Over at the Standard, guests were assufed they no longer have to be sneaks to avoid a pet fee. An article on the hotel’s web site featuring Anjelica Huston posing on a bed with several dogs announces that two per guest are welcome free. Children, on the other hand, are (without irony) prohibited. “They don’t ask questions,” Huston says of dogs in her interview. “They just understand the answers.”
In other news, Amtrak, after a decades-long pets ban, started allowing in 2015 small cats and dogs on trains. Rep. Jeff Denham, Republican-California, set things in motion when he realized he couldn’t ride with his French bulldog, Lily. “We are always looking for ways to enhance the passenger experience,” an Amtrak representative told The Washington Post.
If only they had thought of that for the two years my husband and I were shuttling back and forth between New York and Washington for his job. Our options were either sneaking our longhaired miniature dachshund onto an insufferably slow bus, which was harrowing given her tendency to want to get out of her bag. Or we had to sneak her onto flights to avoid the outrageous fees that cost as much as our airfare.
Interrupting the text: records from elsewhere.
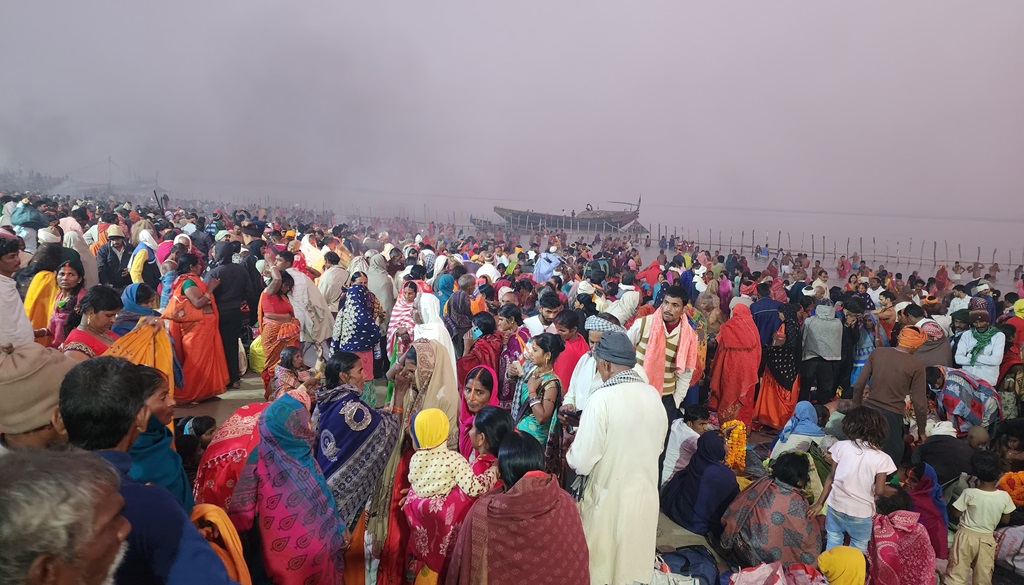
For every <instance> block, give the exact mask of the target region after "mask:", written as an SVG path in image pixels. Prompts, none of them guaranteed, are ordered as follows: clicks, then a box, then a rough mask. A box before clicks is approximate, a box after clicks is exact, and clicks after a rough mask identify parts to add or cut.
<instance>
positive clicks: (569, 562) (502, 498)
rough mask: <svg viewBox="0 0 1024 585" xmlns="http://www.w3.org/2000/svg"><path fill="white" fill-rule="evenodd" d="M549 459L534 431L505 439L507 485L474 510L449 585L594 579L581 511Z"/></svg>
mask: <svg viewBox="0 0 1024 585" xmlns="http://www.w3.org/2000/svg"><path fill="white" fill-rule="evenodd" d="M544 465H545V464H544V448H543V447H542V446H541V445H540V444H539V443H538V442H537V440H535V438H534V437H532V436H530V435H528V434H525V433H520V432H511V433H509V434H508V436H506V437H505V440H504V441H503V442H502V446H501V449H500V450H499V453H498V468H499V473H500V475H501V480H502V483H503V484H504V485H505V489H504V491H498V490H496V491H494V492H490V493H489V494H486V495H484V496H482V497H481V498H480V499H479V500H477V501H476V503H475V504H473V507H472V508H471V509H470V511H469V513H468V515H467V516H466V518H465V523H464V524H463V527H462V530H461V531H459V537H458V539H457V540H456V542H455V547H454V549H453V551H452V554H451V557H452V560H451V563H450V566H449V569H447V579H446V581H445V583H446V584H447V585H476V584H479V583H487V584H488V585H518V584H519V583H534V582H538V581H541V580H544V581H547V582H550V583H559V584H561V585H588V584H589V583H590V569H589V566H590V559H589V552H588V548H587V539H586V537H585V535H584V532H583V523H582V520H581V519H580V512H579V511H578V509H577V505H575V502H574V501H573V500H572V498H571V497H570V496H569V495H568V494H567V493H566V492H565V491H564V490H562V489H561V488H560V487H559V485H558V478H557V477H555V476H552V475H550V474H548V473H546V472H545V471H544ZM495 535H501V538H496V537H495ZM555 550H557V551H558V553H557V554H552V551H555Z"/></svg>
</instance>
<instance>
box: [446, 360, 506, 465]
mask: <svg viewBox="0 0 1024 585" xmlns="http://www.w3.org/2000/svg"><path fill="white" fill-rule="evenodd" d="M497 377H498V376H497V374H495V370H494V368H490V367H488V366H477V367H476V368H473V369H472V370H470V372H469V373H468V374H466V376H462V375H460V376H459V381H460V382H463V388H464V389H463V390H462V403H461V404H460V406H459V453H461V454H462V455H463V457H465V458H466V459H469V461H470V462H473V461H474V460H476V461H478V460H480V458H481V457H482V454H481V453H480V451H479V450H478V449H475V448H476V447H478V446H477V445H475V444H474V441H473V421H475V420H476V415H477V414H479V413H480V412H481V411H482V410H483V409H485V408H486V407H497V406H498V392H497V391H496V390H497V385H498V384H497V383H496V382H497V380H496V378H497ZM499 410H501V409H499ZM501 412H505V411H501ZM505 414H506V415H508V413H507V412H505ZM508 419H509V420H510V421H511V420H512V416H511V415H508ZM509 424H510V425H512V424H513V423H511V422H510V423H509ZM492 442H493V443H494V437H492ZM493 451H494V452H495V453H494V454H495V456H497V455H498V447H497V444H495V448H494V450H493ZM475 472H476V473H480V472H481V471H475Z"/></svg>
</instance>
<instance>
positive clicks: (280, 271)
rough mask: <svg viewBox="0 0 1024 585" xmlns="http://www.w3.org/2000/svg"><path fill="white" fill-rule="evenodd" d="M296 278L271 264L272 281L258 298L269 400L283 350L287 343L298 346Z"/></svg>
mask: <svg viewBox="0 0 1024 585" xmlns="http://www.w3.org/2000/svg"><path fill="white" fill-rule="evenodd" d="M294 286H295V281H294V280H292V275H289V274H288V273H287V271H282V270H279V269H278V268H270V284H269V285H268V286H267V287H266V288H265V289H264V290H263V293H262V294H261V295H260V299H259V331H260V339H261V340H262V341H263V353H264V354H265V356H266V362H265V364H264V365H263V372H262V377H263V398H264V399H265V400H270V394H271V393H272V392H273V373H274V371H275V370H276V368H278V364H279V363H281V351H282V350H283V349H284V348H285V347H288V346H293V347H298V346H299V333H300V332H301V330H302V326H301V325H299V320H298V319H296V318H295V310H294V309H293V308H292V303H291V301H289V300H288V293H290V292H292V287H294Z"/></svg>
At least we had the perfect accessory for the crime: a small perforated black shoulder bag that looked more like a Chanel knockoff than a pet carrier.
For a person who was annoyed by the entitlement of dog owners up until the moment I got one myself, I’ve become more cavalier than a Cavalier King Charles spaniel. I’ve taken my dog to restaurants, concerts, barbershops, tailors and therapy, where it is always noted that the dog’s name, Zoloft, is metaphorically, if not clinically, appropriate.
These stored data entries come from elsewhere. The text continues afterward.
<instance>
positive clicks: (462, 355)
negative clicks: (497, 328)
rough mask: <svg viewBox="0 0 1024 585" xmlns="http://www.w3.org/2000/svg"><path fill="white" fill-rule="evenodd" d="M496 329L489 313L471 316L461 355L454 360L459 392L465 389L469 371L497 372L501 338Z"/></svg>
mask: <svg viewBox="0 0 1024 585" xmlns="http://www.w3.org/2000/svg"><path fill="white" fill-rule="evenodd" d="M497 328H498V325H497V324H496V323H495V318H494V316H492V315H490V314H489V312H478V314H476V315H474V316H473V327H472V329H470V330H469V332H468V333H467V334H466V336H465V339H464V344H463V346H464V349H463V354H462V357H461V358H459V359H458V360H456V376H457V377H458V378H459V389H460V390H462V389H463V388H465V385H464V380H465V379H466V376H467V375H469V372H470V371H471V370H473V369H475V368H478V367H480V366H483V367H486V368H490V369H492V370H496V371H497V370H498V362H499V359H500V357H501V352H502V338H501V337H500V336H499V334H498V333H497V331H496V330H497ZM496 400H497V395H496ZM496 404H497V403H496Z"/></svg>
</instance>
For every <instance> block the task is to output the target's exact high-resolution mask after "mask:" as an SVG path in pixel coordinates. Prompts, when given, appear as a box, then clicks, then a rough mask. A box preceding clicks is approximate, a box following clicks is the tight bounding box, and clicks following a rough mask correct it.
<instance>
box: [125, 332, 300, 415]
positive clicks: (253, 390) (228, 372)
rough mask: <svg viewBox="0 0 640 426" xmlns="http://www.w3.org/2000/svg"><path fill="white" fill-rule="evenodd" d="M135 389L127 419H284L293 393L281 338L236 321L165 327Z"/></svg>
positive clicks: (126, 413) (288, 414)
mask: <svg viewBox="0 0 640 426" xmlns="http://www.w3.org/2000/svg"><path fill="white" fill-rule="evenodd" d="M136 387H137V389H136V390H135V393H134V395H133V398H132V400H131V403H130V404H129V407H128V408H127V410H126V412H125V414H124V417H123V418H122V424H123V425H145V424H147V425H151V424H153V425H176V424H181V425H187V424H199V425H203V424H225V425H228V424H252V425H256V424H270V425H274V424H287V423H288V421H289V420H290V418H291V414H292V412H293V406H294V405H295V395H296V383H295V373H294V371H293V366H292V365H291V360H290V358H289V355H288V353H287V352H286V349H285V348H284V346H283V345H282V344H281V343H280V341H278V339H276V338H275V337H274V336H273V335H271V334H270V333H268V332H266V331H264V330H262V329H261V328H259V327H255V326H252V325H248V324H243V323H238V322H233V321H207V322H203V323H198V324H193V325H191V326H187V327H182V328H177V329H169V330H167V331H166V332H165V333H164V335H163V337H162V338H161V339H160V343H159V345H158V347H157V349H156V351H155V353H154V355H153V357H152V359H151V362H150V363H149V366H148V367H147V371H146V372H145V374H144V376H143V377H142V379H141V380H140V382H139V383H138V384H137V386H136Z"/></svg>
When not too long ago I was invited at the last minute to participate in a group reading in Miami, I brought Zoloft onto the stage and offended both audience and participants by inadvertently distracting the viewers from the readers.
“It’s a well-known rule,” one participant said, “that dogs and children always upstage adults in performances.” It was a smack on the snout but also a wake-up call.
Those with objections are biting back more, it seems. When The New York Times published an article about pet travel, there was a barrage of comments from allergy sufferers and people who did not want to share space with someone’s “fur child” as we who are obsessed call them.
And now organizations, like the Board of Guide Dogs for the Blind, a California group, and Canine Companions for Independence, are taking up the issue of dubious service-dog designations by pushing the Justice Department to regulate the sale of service animal equipment and IDs.
Every dog has its day. And sometimes sneaky celebrities get their due.